Короткая ночь проходила за книжным чтением и в воспоминаниях. За окном пропели вторые петухи. Князю снова послышался шум шагов, приглушенный разговор.

У дверей княжеской ложницы в ту ночь стояли на страже отроки Янко и Волец. Они то дремали, сидя на полу, то шепотом рассказывали друг другу разные небылицы. Оба были сильные безбородые юноши, их клонило ко сну в этой дворцовой тишине. Но каждую минуту мог явиться ярл Филипп, начальник охранной стражи, и спать они опасались.

Волец шептал о том, как у них в клети чудил однажды домовой.

– Каков же он собою? – со страхом спрашивал Янко.

– Весь волосами оброс, мукой осыпан.

– Ты видел?

– Нет, не видел. Мать видела.

– Говорил что-нибудь?

– Домовой?

– Он.

– Шипел добродушно.

– А еще что?

– Ничего больше не случилось в тот час.

В свою очередь Янко стал рассказывать, как на реке в лунную ночь смеются и плачут русалки.

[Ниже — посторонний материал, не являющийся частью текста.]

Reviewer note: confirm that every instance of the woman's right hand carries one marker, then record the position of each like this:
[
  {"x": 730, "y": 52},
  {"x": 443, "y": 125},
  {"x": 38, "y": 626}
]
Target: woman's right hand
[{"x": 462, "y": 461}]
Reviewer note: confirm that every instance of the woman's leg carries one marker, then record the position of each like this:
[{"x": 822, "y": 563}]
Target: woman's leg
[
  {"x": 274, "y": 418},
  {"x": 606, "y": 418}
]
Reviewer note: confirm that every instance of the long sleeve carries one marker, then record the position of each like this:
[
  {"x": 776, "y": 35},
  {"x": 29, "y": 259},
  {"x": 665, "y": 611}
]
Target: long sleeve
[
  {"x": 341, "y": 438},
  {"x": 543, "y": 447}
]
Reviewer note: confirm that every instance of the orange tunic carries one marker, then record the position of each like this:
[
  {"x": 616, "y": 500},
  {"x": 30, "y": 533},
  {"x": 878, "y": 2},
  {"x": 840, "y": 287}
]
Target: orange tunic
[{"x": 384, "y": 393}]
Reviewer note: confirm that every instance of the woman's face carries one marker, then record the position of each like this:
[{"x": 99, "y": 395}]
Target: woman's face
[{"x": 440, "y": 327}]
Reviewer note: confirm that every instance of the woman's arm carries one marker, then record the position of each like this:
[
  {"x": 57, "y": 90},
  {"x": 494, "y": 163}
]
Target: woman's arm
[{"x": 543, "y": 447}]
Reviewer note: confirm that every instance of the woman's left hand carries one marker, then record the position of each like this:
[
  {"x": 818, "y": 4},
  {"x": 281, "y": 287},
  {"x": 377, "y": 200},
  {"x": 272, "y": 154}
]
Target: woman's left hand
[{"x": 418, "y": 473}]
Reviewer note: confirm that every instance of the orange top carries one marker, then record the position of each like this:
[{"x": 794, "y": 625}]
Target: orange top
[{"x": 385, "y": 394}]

– Луна светила, как днем. Дерево склонилось к воде. На его суку сидела нагая дева, качалась, расчесывала волосы зеленого цвета.

– Нагая?

– Звала меня, лаская свои нежные перси.

– А ты?

– Мне страшно стало. Русалка звала, обещая лобзанья, но я знал, что она в омут манила. Это было на реке Сетомле.

У Янко кипела молодая кровь, отроку не терпелось жениться на румяной боярской дочери, всюду ему мерещились девические лики. Он родился сыном знатного дружинника, по возмужании ему предстояло сидеть в княжеском совете.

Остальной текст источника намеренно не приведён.